Его следующий ответ пришёл почти мгновенно: «Если станет хуже – скажи. У меня есть лекарства». Это короткое сообщение, передавало сдержанную, но настоящую тревогу, и я не могла не улыбнуться, читая его.
«Не надо. Пока справляюсь».
Он не настаивал, однако каждый день отправлял мне знаки вопроса, даже в переписке умудряясь быть кратким в своем беспокойстве. Я, улыбаясь, отвечала, сообщая, что иду на поправку. Однако на самом деле здоровой себя не чувствовала. Если бы не чай Надежды, помогающий преодолеть слабость, наверное меня не хватило бы даже на рутинную, домашнюю работу. Правда Обжорке, как я мысленно звала кошку, запах не нравился, видимо в чае были травы, которые кошки не любили, но тут ей пришлось мне уступить. Никакой другой стимулятор не мог поднять меня на ноги эти дни. А дел по дому хватало.
Лето окончательно вступило в свои права и первая неделя июня выдалась жаркой, что было мне на руку. Я так и не смогла заставить себя зайти нормально в баню, поэтому мылась нагретой водой в сенях, матеря все на свете и в первую очередь власти края, не выдающие субсидии на централизованный водопровод даже для больших сел и деревень.

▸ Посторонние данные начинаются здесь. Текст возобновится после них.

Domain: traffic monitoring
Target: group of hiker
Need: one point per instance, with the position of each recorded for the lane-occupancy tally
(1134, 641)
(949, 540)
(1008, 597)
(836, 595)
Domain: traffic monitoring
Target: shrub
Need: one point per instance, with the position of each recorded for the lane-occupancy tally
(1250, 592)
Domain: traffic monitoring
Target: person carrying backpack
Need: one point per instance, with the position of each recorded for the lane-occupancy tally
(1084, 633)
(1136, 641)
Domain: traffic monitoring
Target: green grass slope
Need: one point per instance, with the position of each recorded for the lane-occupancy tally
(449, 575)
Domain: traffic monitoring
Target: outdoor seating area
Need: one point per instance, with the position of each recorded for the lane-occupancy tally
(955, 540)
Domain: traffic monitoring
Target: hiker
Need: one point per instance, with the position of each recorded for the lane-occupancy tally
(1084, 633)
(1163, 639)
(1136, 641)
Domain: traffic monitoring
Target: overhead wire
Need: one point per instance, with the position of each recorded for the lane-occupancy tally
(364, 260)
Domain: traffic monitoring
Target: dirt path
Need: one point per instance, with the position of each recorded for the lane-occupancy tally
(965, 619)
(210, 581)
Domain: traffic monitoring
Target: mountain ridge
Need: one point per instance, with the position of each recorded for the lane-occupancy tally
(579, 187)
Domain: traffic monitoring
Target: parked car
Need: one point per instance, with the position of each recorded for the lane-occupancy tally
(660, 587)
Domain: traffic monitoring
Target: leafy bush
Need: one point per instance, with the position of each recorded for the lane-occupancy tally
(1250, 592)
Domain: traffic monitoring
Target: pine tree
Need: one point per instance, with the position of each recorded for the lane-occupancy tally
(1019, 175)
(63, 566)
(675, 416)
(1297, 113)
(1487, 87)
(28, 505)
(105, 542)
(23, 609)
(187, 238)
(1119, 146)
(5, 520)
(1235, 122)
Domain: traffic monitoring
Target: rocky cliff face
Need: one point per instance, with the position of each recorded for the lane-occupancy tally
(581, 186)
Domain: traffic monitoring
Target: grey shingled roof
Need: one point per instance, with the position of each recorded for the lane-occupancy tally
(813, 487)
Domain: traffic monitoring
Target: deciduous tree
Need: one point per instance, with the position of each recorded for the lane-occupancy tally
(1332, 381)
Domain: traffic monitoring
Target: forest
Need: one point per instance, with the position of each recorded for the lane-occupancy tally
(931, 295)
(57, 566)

Все эти дни, лежа в кровати, я мысленно возвращалась к знаку, показавшемуся смутно знакомым и стараясь вспомнить, где именно я его видела. Но мозг упорно отказывался давать нужные воспоминания, словно на них стоял какой-то блок, а голова начинала болеть совсем уж невыносимо. Я закрывала глаза, погружаясь в тревожный сон, полный смутных образов, среди которых явно выделялся образ ярких, зеленых глаз, обладателя которых я хорошо знала. И по которому скучала, волей неволей вспоминая сильные объятия и голос, в котором гнев на мое безрассудство смешивался с заботой. Все эти дни я отчаянно скучала по нему, однако не дергала и от работы не отвлекала.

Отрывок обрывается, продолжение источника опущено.